Git came to solve the file version control problem. You can relate to this problem if you ever had a folder on your computer with file names like
work-really-final.pdf? When we are working individually with a single document this may seem harmless, but in a project with dozens of files and many people working simultaneously, it can become a nightmare.
Before explaining how Git and GitHub work, and why they make life so much easier, it’s important to check some definitions. Git is the version control software used in most development projects today. It keeps track of all changes made to a file since its creation, allowing the user to “go back in time” to each of those changes if they want to. Git is a free, open-source program, initially developed by Linus Torvalds, who also started the development of the Linux kernel. It is mostly used as a CLI(Command Line Interface) program, or as a desktop application with a GUI(Graphic User Interface).
GitHub is a website that runs Git under the hood, and offers a user-friendly interface for versioning our files. GitHub allows your projects to be public, so anyone on the internet can view it, suggest changes, and make comments. Later in this article, I’ll explain how the interaction between Git, used on a local machine, and GitHub on the web happens.

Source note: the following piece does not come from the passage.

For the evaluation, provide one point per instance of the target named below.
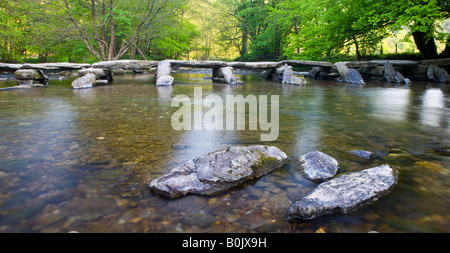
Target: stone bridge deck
(223, 71)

The moment we create a git repository, we have a folder in our computer that will keep track of everything that happens there, both adding and removing content. Inside the repository a hidden
.git folder is created, which is where the internal working mechanics takes place. For those interested, the official Git documentation is quite complete and has an entire book explaining in detail how it works.
Git usage can be represented by four main concepts (or commands): commit, branch, pull request and merge. And three others related to the interaction between Git and GitHub: clone, pull and push.

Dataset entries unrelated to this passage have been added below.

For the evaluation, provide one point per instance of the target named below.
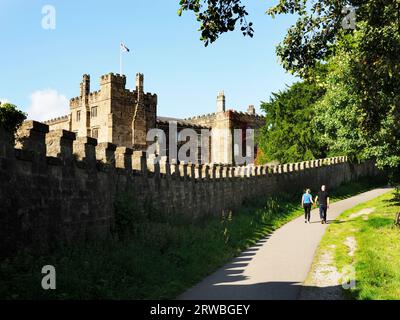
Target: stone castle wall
(57, 187)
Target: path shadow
(266, 291)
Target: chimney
(139, 82)
(251, 110)
(221, 102)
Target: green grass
(376, 259)
(160, 260)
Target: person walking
(323, 202)
(306, 203)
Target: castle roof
(180, 122)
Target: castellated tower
(113, 113)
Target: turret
(139, 82)
(251, 110)
(85, 86)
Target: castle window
(94, 112)
(95, 133)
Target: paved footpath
(276, 266)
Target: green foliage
(371, 81)
(376, 259)
(217, 17)
(10, 117)
(288, 135)
(338, 119)
(160, 260)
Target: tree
(217, 17)
(373, 64)
(288, 135)
(10, 117)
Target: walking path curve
(276, 266)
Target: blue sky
(41, 69)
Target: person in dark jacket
(323, 202)
(306, 203)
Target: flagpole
(120, 61)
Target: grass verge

Commit is the packaging of a change to the file. Each change made and confirmed generates a commit, which is a snapshot of the difference between the file’s previous state and its current state.
In this case, we have a test.txt file, which initially had 3 lines. A new commit has been made and 2 new lines were included. This image was taken from GitHub, where I created a repository that contains only the
Git keeps track of all commits, in a chronologically ordered sequence. It is possible to check all the commits of a file since its creation, and if necessary restore the file to its state in a given point in the past. Each node in the image below represents a commit in the file's history. In this case, 3 were performed in total.
You might be wondering about the meaning of the word
main in the image, and that brings us to Git's second fundamental concept: branches. Each sequence of commits is present in a branch, and by default the repository starts with a primary branch called
main. It allows us to create new branches for the change history of a file, in case it is necessary to make edits without impacting the main branch. This is very useful when testing something new that we don't know if it will stick around.
An interesting fact is that not long ago the
main branch was called
master. Git changed the name because the word master has ties to slavery times, when people called slave owners their masters. Way to go, Git and Github!
In this example, a new branch called
new-branch was created and 3 new commits were made to it. Commits made in
main remain there, untouched, while commits from the new one are included in the new one. In it we have all the commits made in main plus those made exclusively in
new-branch. Note that the first 3 commits from the new branch are the same as those from the main. The 6-digit identifier on the right is called a hash. Which is a unique identifier for each commit.
The concept of branching can be a little hard to grasp at first. I recommend that you look up for a tutorial or read the official documentation, if it’s not clear.
Branching opens many doors. We can test whatever we want without harming our work on the main branch. However, the point of having branches is to eventually merge them. How do we do it when one of these branches turns out great, and we want it to become our main work?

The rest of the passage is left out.